Proponents of net metering contend that the comparison is unfair because a kilowatt-hour of net metered and locally distributed electricity is much more valuable than a kilowatt-hour produced far away by some honking big legacy generator like Seabrook (nuclear), Mystic Station north of Boston (natural gas), or Merrimack Station in Bow (coal, yikes!).

To be fair to the supporters of net metering in New Hampshire, they took a haircut in 2017.  That’s when the Public Utilities Commission addressed the issue at the direction of the General Court and knocked the equivalent of about 4 cents off the otherwise-applicable retail rate for new net metering customers.  (Pre-existing net metering customers were grandfathered.)

For the detail-oriented, here’s the fine print.  The PUC eliminated 75 percent of the distribution charge, and all of the system benefits charge, from the net metering rate.)  But 13 cents is still a very lavish price for wholesale electricity.

So, as the PUC decreed more than four years ago, the agency plans to embark on a “value of solar” study – a full-blown effort to figure out precisely what net metered electricity is worth to the grid.  Seeking a consultant to perform the study, the PUC put out an RFP in March, got eight responses in May, but so far appears to have made no additional progress.

Meantime, the renewable energy advocacy organization Clean Energy New Hampshire (CENH) is not waiting around.  CENH teamed up with Renewable Energy Vermont (a trade association) and Vote Solar (a national nonprofit) to commission their own value-of-solar study.

To do that, they hired the Massachusetts-based consulting firm Synapse Energy Economics.  (Full disclosure:  Synapse also does consulting work for my office, but on unrelated matters and involving different employees.)

CENH circulated the Synapse study in New Hampshire earlier this month.  On December 18, Nathan Phelps of Vote Solar briefed New Hampshire’s Energy Efficiency and Sustainable Energy Board about the report.

Synapse concluded that so-called “behind the meter” solar power – i.e., the output to the grid from relatively small-scale net metering – is worth anywhere from 20.5 cents to 37.1 cents per kilowatt-hour.  Phelps explained that the variations depend on how much value you assign to the value of avoided carbon emissions.

What this ignores, of course, is that in New Hampshire avoided carbon emissions currently have no value at all because the state has no binding carbon reduction goal.  Leaving carbon out of the equation, Synapse estimated the value of net metering last year to have been 14.5 cents – still quite far north of the prevailing wholesale price almost all the time.

Phelps omitted any mention of a key development that occurred on November 12.  That’s when the Vermont Public Utility Commission issued an order scaling back compensation for net metering in its state, after considering but politely rejecting some key assertions from the Synapse study.

“[A] significant portion of the energy savings attributed by solar by the Synapse Report are due to price suppression,” the Vermont regulators noted, noting that such estimates are “uncertain” and “represent a redistribution of value between different economic entities” rather than a “separate net benefit that should be included” in assessment of the value of net metering.

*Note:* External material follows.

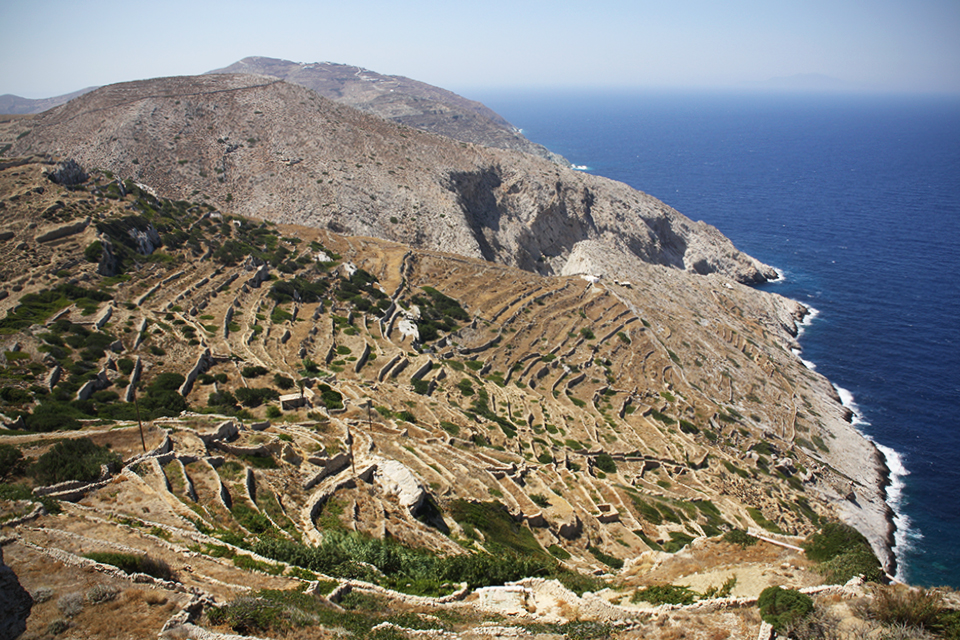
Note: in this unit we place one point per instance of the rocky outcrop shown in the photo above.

That’s especially true, ruled the neighboring PUC, “when other, less expensive options exist for supplying solar power in Vermont.”

This is potentially a big deal given that, unlike New Hampshire, Vermont has been famously congenial to net metering.  Moreover, the Vermont PUC commissioners are hardly apologists for legacy utility interests.  Chairman Anthony Roisman came to fame in the 1970s by litigating against the construction of the Vermont Yankee nuclear plant.  Commissioner Sarah Hofmann is a former ratepayer advocate.  Her colleague Margaret Cheney is a retired Democratic legislator who is married to U.S. Rep. Peter Welch (D-Vt).

In the circumstances, one wonders how the Synapse report will be received by the New Hampshire PUC, to say nothing of the newly GOP-dominated Legislature.  But this much I know:  I’ve probably said too much on the subject of the future of net metering already.